Originally Posted by smokinkarl
Dward, yes they are wired in parallel... guess I should have done some simple math. To the best of my knowledge it is wired exactly the same as it was as a hot plate from amazon. The only difference is that I added a PID and SSR before the original rheostats. The wiring is also aluminum which I didnt expect to make that that much of a difference but I suppose every little bit counts especially in a heating application. I will be gone all weekend but I will try running just one burner and see if I still have the same issue.
I am still interested to see what type of wire everyone else uses? Not so much size but style.
Ok, a few observations, suggestions and options.....
Aluminum "aircraft" cable may very well not be rated for 110/220v service (voltage rating of your particular cable should be marked on the outside sheath of the wire). If it's not rated for 110v or 220v, it needs to be replaced (and if it's only rated at 110v, it may still have to go depending on where you go from here). Also aluminum electrical cable should be de-rated for the amperage capacity as compared to copper electrical cable, by using the next higher gauge of aluminum wiring. So 12 gauge aluminum wire is generally going to be capable of carrying the same number of amps as 14 gauge copper. To get the same capacity as 12 gauge copper, you are looking at using 10 gauge aluminum. The other issue with aluminum electrical wiring is oxidation. Over time, unless some oxygen shielding compound is used at the connections, the aluminum wire will oxidize and the increased resistance at the junction can cause a fire (this is the primary reason houses are no longer wired with aluminum wire).

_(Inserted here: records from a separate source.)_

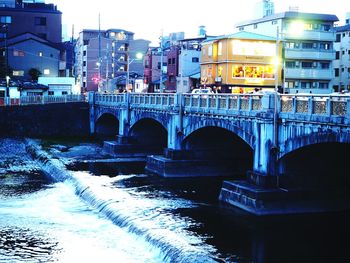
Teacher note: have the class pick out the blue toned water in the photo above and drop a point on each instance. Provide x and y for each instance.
(116, 212)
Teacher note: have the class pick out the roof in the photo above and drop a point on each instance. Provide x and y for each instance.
(292, 15)
(32, 85)
(342, 28)
(30, 36)
(242, 35)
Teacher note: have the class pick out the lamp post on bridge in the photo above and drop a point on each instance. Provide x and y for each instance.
(138, 56)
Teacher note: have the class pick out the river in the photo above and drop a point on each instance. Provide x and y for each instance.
(114, 211)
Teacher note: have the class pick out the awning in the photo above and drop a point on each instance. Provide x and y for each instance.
(196, 76)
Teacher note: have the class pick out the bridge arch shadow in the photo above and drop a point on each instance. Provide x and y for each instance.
(220, 145)
(107, 127)
(321, 167)
(149, 134)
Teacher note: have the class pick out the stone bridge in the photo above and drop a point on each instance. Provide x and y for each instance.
(281, 143)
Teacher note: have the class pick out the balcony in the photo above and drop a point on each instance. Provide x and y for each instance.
(298, 73)
(312, 35)
(313, 54)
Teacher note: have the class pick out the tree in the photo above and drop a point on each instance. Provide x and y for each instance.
(34, 73)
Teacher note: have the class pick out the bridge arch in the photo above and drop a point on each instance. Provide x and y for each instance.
(235, 129)
(107, 126)
(149, 133)
(221, 146)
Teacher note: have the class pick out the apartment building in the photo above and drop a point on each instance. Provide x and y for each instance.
(308, 50)
(342, 58)
(103, 58)
(240, 62)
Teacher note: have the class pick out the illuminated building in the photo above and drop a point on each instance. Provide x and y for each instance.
(239, 62)
(307, 41)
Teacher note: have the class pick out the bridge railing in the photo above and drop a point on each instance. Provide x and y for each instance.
(110, 99)
(324, 105)
(152, 100)
(222, 102)
(32, 100)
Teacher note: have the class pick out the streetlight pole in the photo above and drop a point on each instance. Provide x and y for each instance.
(275, 114)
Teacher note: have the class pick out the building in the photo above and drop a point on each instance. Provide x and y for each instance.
(28, 51)
(239, 63)
(36, 17)
(264, 8)
(189, 63)
(342, 58)
(153, 60)
(307, 41)
(103, 58)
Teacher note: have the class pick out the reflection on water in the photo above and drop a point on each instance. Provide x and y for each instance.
(126, 215)
(24, 245)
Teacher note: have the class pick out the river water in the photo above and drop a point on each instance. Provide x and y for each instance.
(114, 211)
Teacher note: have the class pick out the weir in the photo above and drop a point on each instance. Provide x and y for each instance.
(111, 203)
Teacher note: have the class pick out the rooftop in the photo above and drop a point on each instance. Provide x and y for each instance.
(292, 15)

As to the heating elements....
3,000 watts is going to draw over 27 amps at 110v (not including any power for the other components in the smoker such as PID, fans, etc...). The average household outlet is wired on a 15 amp breaker with 14 gauge wire and occasionally you will find a 20 amp household circuit. Either way, 3,000 watts load is going to overload a standard residential circuit. You do occasionally see 30 amp residential circuits used for RV connections, but those have 10 gauge copper wire and a special outlet/plug is used.

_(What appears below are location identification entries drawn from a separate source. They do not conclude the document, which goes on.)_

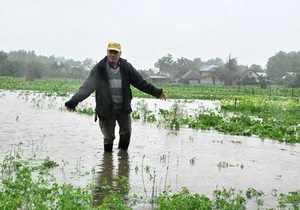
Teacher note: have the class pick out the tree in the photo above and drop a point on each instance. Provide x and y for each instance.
(182, 66)
(229, 72)
(198, 63)
(281, 63)
(164, 64)
(256, 68)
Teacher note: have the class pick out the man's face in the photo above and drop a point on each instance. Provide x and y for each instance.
(113, 56)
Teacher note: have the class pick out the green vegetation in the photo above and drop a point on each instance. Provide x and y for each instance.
(26, 185)
(267, 113)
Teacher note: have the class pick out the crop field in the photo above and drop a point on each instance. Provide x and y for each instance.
(206, 147)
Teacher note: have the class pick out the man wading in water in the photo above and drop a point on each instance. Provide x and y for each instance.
(111, 79)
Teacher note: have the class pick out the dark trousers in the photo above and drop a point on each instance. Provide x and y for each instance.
(108, 127)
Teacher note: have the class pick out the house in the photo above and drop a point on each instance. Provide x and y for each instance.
(191, 77)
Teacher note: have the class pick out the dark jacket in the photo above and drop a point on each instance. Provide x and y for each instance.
(98, 81)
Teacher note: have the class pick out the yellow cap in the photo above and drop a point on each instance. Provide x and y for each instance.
(114, 46)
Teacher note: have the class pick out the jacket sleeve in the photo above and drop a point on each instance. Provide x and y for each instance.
(85, 90)
(140, 83)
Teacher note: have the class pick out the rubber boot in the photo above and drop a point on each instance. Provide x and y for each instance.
(108, 147)
(123, 145)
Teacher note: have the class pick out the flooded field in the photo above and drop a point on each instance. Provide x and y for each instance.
(157, 158)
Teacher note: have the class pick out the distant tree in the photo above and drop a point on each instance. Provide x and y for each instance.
(198, 63)
(281, 63)
(256, 68)
(214, 61)
(229, 73)
(182, 66)
(164, 64)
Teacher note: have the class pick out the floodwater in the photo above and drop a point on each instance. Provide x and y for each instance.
(202, 161)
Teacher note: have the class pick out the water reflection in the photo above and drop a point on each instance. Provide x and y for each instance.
(108, 181)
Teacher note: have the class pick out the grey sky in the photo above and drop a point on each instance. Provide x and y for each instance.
(249, 30)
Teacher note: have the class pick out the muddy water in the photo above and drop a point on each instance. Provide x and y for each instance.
(199, 160)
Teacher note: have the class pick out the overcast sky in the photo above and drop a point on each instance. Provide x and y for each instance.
(249, 30)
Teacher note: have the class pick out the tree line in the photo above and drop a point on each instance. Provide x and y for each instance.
(27, 64)
(281, 66)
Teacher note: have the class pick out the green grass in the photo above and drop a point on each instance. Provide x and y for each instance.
(26, 185)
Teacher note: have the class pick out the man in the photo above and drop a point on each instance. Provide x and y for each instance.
(111, 79)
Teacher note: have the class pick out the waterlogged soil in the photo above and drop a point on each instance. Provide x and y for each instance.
(203, 161)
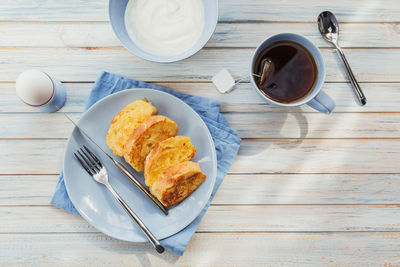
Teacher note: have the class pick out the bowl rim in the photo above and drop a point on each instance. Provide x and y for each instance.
(167, 59)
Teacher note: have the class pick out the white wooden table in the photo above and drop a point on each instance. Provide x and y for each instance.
(306, 188)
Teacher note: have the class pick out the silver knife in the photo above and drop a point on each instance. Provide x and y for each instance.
(125, 171)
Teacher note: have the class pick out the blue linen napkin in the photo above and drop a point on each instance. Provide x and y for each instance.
(225, 139)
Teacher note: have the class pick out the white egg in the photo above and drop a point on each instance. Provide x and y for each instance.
(34, 87)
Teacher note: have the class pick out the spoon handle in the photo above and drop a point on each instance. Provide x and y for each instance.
(356, 86)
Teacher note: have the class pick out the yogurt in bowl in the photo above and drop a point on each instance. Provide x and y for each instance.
(164, 28)
(163, 31)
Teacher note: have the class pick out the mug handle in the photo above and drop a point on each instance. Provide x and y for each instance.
(322, 103)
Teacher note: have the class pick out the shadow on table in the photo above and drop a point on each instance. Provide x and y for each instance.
(142, 251)
(291, 125)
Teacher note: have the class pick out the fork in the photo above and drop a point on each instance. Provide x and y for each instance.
(95, 168)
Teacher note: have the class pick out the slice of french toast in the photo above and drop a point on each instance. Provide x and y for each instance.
(166, 154)
(122, 125)
(177, 182)
(149, 133)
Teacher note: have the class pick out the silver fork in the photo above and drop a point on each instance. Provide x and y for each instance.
(95, 169)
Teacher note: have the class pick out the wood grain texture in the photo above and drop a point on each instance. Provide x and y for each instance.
(305, 189)
(245, 10)
(255, 156)
(336, 249)
(99, 34)
(318, 156)
(382, 97)
(238, 189)
(371, 65)
(247, 125)
(226, 219)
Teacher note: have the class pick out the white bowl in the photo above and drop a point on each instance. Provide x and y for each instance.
(116, 10)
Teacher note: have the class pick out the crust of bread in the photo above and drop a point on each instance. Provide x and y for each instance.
(148, 134)
(178, 182)
(166, 154)
(122, 125)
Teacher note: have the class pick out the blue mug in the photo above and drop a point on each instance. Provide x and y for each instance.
(316, 99)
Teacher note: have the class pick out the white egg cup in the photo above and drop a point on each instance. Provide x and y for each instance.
(58, 96)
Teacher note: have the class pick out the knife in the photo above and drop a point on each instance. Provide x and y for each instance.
(124, 170)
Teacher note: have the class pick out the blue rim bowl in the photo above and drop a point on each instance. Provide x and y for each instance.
(116, 11)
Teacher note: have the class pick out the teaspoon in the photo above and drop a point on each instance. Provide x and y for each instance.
(329, 29)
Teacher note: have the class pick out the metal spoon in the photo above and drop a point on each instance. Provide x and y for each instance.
(329, 29)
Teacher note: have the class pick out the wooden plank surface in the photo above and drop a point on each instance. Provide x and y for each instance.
(244, 11)
(227, 219)
(382, 97)
(370, 65)
(100, 34)
(206, 249)
(248, 125)
(305, 189)
(255, 156)
(242, 189)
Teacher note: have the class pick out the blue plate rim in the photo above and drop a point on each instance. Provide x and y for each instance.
(188, 221)
(167, 59)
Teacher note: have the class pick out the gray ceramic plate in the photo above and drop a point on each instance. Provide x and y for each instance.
(97, 205)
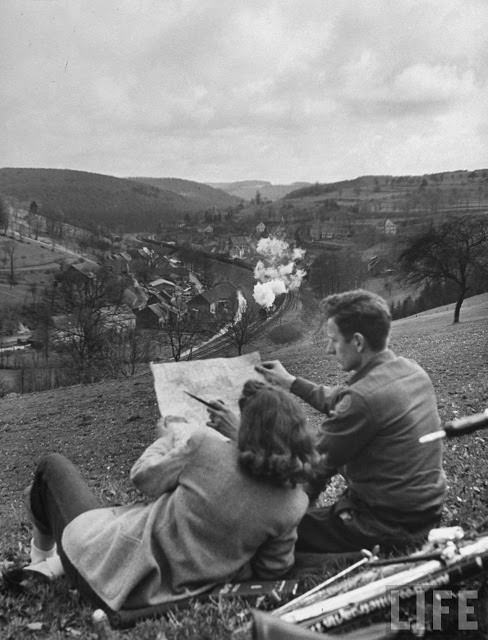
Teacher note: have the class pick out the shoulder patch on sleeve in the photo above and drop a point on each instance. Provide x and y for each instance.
(344, 404)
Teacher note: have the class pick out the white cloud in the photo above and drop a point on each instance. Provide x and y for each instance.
(275, 89)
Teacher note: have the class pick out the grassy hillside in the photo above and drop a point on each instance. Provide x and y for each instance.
(247, 189)
(200, 194)
(428, 194)
(89, 198)
(104, 427)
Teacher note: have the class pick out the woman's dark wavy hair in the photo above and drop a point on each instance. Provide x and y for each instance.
(274, 442)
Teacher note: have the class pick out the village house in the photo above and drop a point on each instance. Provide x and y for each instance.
(153, 316)
(221, 297)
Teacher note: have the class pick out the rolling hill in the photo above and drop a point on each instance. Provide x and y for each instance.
(445, 192)
(247, 189)
(85, 199)
(198, 193)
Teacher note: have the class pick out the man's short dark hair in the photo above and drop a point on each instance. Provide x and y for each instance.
(360, 311)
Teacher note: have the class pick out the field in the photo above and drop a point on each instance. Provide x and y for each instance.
(34, 263)
(104, 427)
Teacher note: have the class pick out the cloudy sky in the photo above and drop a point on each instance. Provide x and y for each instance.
(221, 90)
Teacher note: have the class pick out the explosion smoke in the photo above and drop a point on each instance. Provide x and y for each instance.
(277, 272)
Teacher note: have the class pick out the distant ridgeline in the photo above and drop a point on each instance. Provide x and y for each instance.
(430, 193)
(148, 204)
(90, 199)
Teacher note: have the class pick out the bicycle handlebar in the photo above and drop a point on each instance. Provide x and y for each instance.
(459, 427)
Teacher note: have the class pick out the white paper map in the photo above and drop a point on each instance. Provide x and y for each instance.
(212, 379)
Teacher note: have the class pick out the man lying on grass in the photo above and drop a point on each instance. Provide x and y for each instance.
(396, 485)
(218, 510)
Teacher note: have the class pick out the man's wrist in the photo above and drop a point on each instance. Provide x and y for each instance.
(292, 381)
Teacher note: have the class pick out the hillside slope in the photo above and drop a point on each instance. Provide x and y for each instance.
(83, 198)
(247, 189)
(444, 192)
(104, 426)
(200, 194)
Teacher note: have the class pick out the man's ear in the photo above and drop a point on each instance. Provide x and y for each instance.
(360, 342)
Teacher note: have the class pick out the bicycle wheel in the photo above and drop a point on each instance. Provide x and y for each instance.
(380, 588)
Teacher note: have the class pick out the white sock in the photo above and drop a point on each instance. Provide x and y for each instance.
(37, 555)
(51, 567)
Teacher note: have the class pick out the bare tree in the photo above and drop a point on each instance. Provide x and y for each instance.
(183, 330)
(4, 214)
(456, 251)
(87, 307)
(239, 322)
(9, 247)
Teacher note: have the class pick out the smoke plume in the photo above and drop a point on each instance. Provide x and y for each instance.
(277, 271)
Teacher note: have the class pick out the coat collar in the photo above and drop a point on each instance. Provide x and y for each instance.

There are quite a lot of similar sized electric smokers people have made and posted about on this forum which use a single 1,500 watt element and work just fine. I would try disconnecting one of your elements from the circuit and see how the cabinet performs with a single 1,500 watt element. You may be perfectly happy and problem solved.

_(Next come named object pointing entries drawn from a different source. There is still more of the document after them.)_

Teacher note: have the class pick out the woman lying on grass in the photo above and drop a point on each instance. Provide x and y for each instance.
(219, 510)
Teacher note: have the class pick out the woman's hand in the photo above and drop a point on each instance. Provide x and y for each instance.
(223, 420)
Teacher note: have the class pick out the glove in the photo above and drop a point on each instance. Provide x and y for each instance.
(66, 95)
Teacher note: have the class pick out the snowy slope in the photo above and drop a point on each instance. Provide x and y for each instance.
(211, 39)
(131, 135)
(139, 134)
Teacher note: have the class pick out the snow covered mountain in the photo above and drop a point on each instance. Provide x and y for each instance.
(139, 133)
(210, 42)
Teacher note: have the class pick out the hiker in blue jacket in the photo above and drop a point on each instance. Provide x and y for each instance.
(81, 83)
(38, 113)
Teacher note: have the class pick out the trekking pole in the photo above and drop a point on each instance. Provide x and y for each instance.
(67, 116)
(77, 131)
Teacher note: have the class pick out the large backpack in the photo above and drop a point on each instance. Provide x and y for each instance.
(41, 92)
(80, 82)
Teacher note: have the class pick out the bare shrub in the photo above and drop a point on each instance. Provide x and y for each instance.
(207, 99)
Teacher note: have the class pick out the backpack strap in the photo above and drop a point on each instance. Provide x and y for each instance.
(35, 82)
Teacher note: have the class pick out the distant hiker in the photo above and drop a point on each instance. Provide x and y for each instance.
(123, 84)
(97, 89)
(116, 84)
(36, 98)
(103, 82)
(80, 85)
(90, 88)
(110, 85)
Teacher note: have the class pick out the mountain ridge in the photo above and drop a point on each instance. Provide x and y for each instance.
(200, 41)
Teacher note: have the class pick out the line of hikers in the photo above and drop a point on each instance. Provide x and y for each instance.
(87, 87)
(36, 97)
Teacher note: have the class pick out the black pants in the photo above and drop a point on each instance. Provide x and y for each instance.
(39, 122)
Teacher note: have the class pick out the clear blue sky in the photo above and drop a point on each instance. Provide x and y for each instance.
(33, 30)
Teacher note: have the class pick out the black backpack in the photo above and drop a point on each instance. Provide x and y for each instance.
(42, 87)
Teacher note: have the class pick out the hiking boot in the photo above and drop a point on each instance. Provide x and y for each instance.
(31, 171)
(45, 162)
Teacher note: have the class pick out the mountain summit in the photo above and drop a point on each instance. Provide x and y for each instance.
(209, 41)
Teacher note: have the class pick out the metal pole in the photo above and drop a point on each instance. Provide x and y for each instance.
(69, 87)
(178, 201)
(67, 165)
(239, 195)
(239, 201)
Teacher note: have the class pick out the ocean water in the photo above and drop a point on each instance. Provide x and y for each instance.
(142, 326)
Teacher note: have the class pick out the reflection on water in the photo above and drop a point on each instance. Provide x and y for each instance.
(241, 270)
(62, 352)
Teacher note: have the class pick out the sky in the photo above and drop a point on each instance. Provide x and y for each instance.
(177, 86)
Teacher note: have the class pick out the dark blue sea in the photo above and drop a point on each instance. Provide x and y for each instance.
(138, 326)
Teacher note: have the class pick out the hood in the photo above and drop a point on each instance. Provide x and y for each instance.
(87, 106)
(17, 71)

If you want to keep the cabinet running on 3,000 watts, your next choice involves rewiring the outlet you are powering the smoker from to either a 30 amp 110v circuit (30 amp breaker and at least 10 gauge copper wire for entire circuit run) *OR* running a 220v circuit to where the smoker will be used. A 20 amp 220v circuit should be plenty and you could use 12 gauge copper wire for the run.
If you go with the 30 amp 110v option, just upgrade your wire in the smoker to handle the 27.7 amp resistive load and I think you are done.
If you go with the 220v option you need to add a second SSR and do a little re-routing of the wiring inside the smoker. For the sake of discussion let's assume you have already had a 20amp 220v outlet installed where the smoker will be used. You can then break the 220v into the two independent 110v legs inside the smoker. Instead of wiring each leg together as a single 220v circuit, they can be split into two 110v circuits using a common neutral. Use each independent 110v leg to power one 1,500 watt heating element. Other than a little re-wiring and the possible addition of a terminal strip to split the 220v into the two 110v legs, the only other somewhat major change is adding a 2nd SSR so each heating element is totally independent of the other. You can still use the PID setup like it is as you can trigger the SSR's in parallel from the PID. You could also add a on/off switch to interrupt the triggering signal to one of the SSR's letting you run only one element if you are going to do a low temp smoke (say the low 100's for sausage making).
If it was me and I wanted to stay with the full 3,000 watts I would go with the 220v option. But try running one element alone first.